0.12 — More half-chances for England, as they test Hislop and the Soca backline early and often. Trinidad can't seem to string more than three or four passes together, and England's midfield is enjoying the early dominance. Crouchaldinho gets called for dangerous play in the box, but you can sense his height will be a problem.
0.10 — The English are pouring on the pressure, and it's becoming apparent quite early on that Trinidad are favouring the unusual 7-2-1 formation. Their box is constantly full of red shirts holding back the white [and let's be honest, who doesn't have that problem these days?], and England continue to turn the screws. A Dwight Yorke free kick at the other end is harmless, and a quick counter-attack gives us the first corner of the game.
0.06 — The first real chance of the game, and what a chance it was. Lampard had space in midfield, his powerful shot was parried by Hislop right into Owen's path, but he couldn't control it and the ball bounced off his knee out of play for a goal kick. England are definitely enjoying the lion's share of possession and control so far.
0.03 — England have started brightly. As usual, they look fairly comfortable on the ball, and the [very] early going suggests Trinidad will very much sit back and let England come to them. Carragher tried an early shot from 35 yards out on the right side, which made for a rather soft save in Hislop's giant hands. A foul in midfield gives England and Beckham their first set piece, which is easily cleared away.
0.01 — Each Trinidad player has apparently been offered a giant barrel of rum if they perform well today. And we thought the NFL and MLB had substance abuse issues...

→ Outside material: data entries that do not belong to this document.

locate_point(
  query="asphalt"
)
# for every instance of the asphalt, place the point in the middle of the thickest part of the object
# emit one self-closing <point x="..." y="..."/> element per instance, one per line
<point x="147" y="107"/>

0.00 — Oh, glory be. An early christmas gift in the form of Dave O'Brien and Marcelo "I love the 80s" Balboa in the commentary box. I'll try my hardest to ignore their inane banter, as they really can't get much worse at describing live events to people. [Evidence
here..] Need I quickly mention this is O'Brien's first ever attempts to be a soccer commentator? As if it were not obvious enough.
England lineup > Robinson in goal, Carragher, Terry, Ferdinand and Ashley Cole across the back from right-to-left, Beckham, Lampard, Gerrard and Joe Cole inhabiting the midfield, and Owen and Crouch up front.
Trinidad/Tobago > Hislop 'twixt the sticks, Edwards, Sancho, Lawrence, Gray, Birchall, Whitley, Yorke, Theobald, Stern John and Jones. [They've been keeping their formation under wraps, so I have no clue exactly what they'll be running]
PRE-GAME — It's a liquid lunchtime here in the Tyler household, as I'm prepared for what should be a solid encounter between my beloved England and Trinidad and Tobago. In a true display of cultural sensitivity, ESPN just made a Jamaican bobsled team reference. Wonderful. Also, I'll keep the Nuremberg observations to a minimum.
And for quick team news: Limey wunderkind Wayne Rooney has been cleared to play and declared fit by a team of "independent medical experts" [whatever they are, I'm thinking they're something akin to David Blaine's support team during the bubble debacle], but he will begin today firmly riding the pine. However, Gary Neville, the Manchester Utd right-back [and my mortal enemy, as a Liverpool nut] picked up a calf injury in the team's final warm-up session, and will be replaced by Liverpool defender Jamie Carragher. I couldn't be happier. Aside from that, the team looks to be retaining its original shape, and we'll hope for heroics from the lanky git Crouchaldinho. A goal or two from him would warrant many domo arrigatos.
Trinidad and Tobago must make do without Avery John, red-carded during the opening match with Sweden, but all eyes will surely fall on Dwight Yorke, former Man Utd golden boy and the
tabloids' wet dream. He is the Jordan of the Soca Warriors, having emerged from retirement to guide this push to the World Cup. He, along with Stern John and goalie hero Shaka Hislop, will look to test England and steal some more points from stronger opposition.